Dove aveva letto Aquilino la storia di quel santo frate il quale ad una buona femminetta aveva suggerito un miracoloso rimedio per guarire il marito dal vizio di picchiare? Togliete — aveva detto il santo frate alla femminetta — quest'ampolla di acqua benedetta, e quando vostro marito rincasa, mettetèvene un sorso in bocca, ma per carità non ve ne sfugga una stilla! La donna così fece e il marito, con grande letizia della buona donna, non picchiò più. Ma la storiella è dei tempi antichi, quando le donne non sapevano nè di lettere nè di chimica; perchè in quella ampolletta non si conteneva che semplice acqua.

*

Anche i gusti gastronomici del marchese non si incontravano con i gusti della marchesa.

Quei flans, quelle suprêmes, quei vol-au-vent, quella roba en belle vue, quelle salse gli garbavano poco.

— Un bel lesso! un bell'arrosto! delle belle lasagne! — diceva con aria di soddisfazione.

Aquilino avrebbe anche voluto rispondere di sì; ma donna Barberina la quale pareva che si fosse assunta l'incarico di coagulare con parole gelide ogni di lui effervescenza di letizia, disse: — Per impinzarvi e diventare obeso. Nulla è più repugnante dell'obesità.

Aquilino cominciava ad essere un po' atterrito, e l'ora in cui il cameriere suonava i suoi timpani per la tavola gli coagulava la pepsina.

*

Fu proprio il lesso e l'arrosto la causa di una scena bruttissima: un disgraziato lesso che il marchese aveva cominciato a mangiare con fine appetito.

— Ci vogliono denti di elefante a mangiare questo manzaccio — disse donna Barberina.

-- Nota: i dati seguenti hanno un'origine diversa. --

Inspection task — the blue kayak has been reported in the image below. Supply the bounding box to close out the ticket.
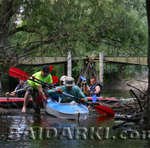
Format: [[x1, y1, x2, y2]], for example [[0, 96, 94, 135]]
[[46, 99, 89, 120]]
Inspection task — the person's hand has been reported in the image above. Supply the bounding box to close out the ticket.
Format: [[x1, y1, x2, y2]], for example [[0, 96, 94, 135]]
[[56, 88, 63, 94], [5, 92, 9, 97]]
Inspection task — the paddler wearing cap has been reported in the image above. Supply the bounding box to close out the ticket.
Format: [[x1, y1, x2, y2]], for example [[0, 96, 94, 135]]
[[47, 76, 87, 103], [22, 65, 53, 112]]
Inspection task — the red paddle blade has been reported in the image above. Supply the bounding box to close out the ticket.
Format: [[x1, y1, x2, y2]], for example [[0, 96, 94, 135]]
[[49, 65, 54, 73], [9, 67, 29, 80], [95, 105, 115, 117]]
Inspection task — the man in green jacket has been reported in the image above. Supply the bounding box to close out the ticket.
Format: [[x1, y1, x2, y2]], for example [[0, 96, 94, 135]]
[[22, 65, 53, 112], [47, 77, 87, 102]]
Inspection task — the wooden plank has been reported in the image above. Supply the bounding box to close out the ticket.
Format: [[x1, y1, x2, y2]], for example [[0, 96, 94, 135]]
[[19, 56, 147, 65]]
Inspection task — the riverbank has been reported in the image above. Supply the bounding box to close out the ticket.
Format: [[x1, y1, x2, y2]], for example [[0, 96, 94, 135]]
[[104, 72, 148, 91]]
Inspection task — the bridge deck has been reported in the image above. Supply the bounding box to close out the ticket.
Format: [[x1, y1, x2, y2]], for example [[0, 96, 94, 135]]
[[19, 56, 147, 65]]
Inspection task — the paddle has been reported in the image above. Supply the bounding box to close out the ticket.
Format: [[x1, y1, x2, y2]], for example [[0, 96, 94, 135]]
[[59, 92, 115, 117]]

(Proprio il marchese aveva grossissimi denti).

— E un'altra volta non più lesso a tavola — ordinò donna Bàrbera.

— Sissignora, signora marchesa — rispose il domestico.

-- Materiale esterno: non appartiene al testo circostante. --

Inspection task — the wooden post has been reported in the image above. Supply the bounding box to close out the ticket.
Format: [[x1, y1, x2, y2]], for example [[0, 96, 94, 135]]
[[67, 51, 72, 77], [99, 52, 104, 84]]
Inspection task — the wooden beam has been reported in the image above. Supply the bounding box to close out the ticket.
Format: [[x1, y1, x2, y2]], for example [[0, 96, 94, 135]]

— Farete il lesso quando lo voglio io! — tuonò come una bombarda il marchese Ippolito, verso il servo; e poi rivolto alla moglie:

— E voi — disse — rispettate almeno il lesso, signora, chè vostro padre, in fondo, poi, ha fatto i milioni avvelenando mezzo esercito con le sue scatole di carne in conserva!

La marchesa ascoltò, non si mosse, sfoderò due occhi da basilisco che Aquilino non aveva mai veduto. Disse con una secchezza atroce: — Fareste meglio a starvene tutto l'anno fra i villani o a non uscire dal sudiciume del vostro studio.

Il marchese ascoltò come estàtico, parve mandar giù in gola qualche cosa che gli veniva su; e non replicò.

Successe un gran silenzio, ed Aquilino, si vide solo a tavola, col cameriere idiota che con lo spazzettone liberava automaticamente la tovaglia dagli abominevoli avanzi del santo pane.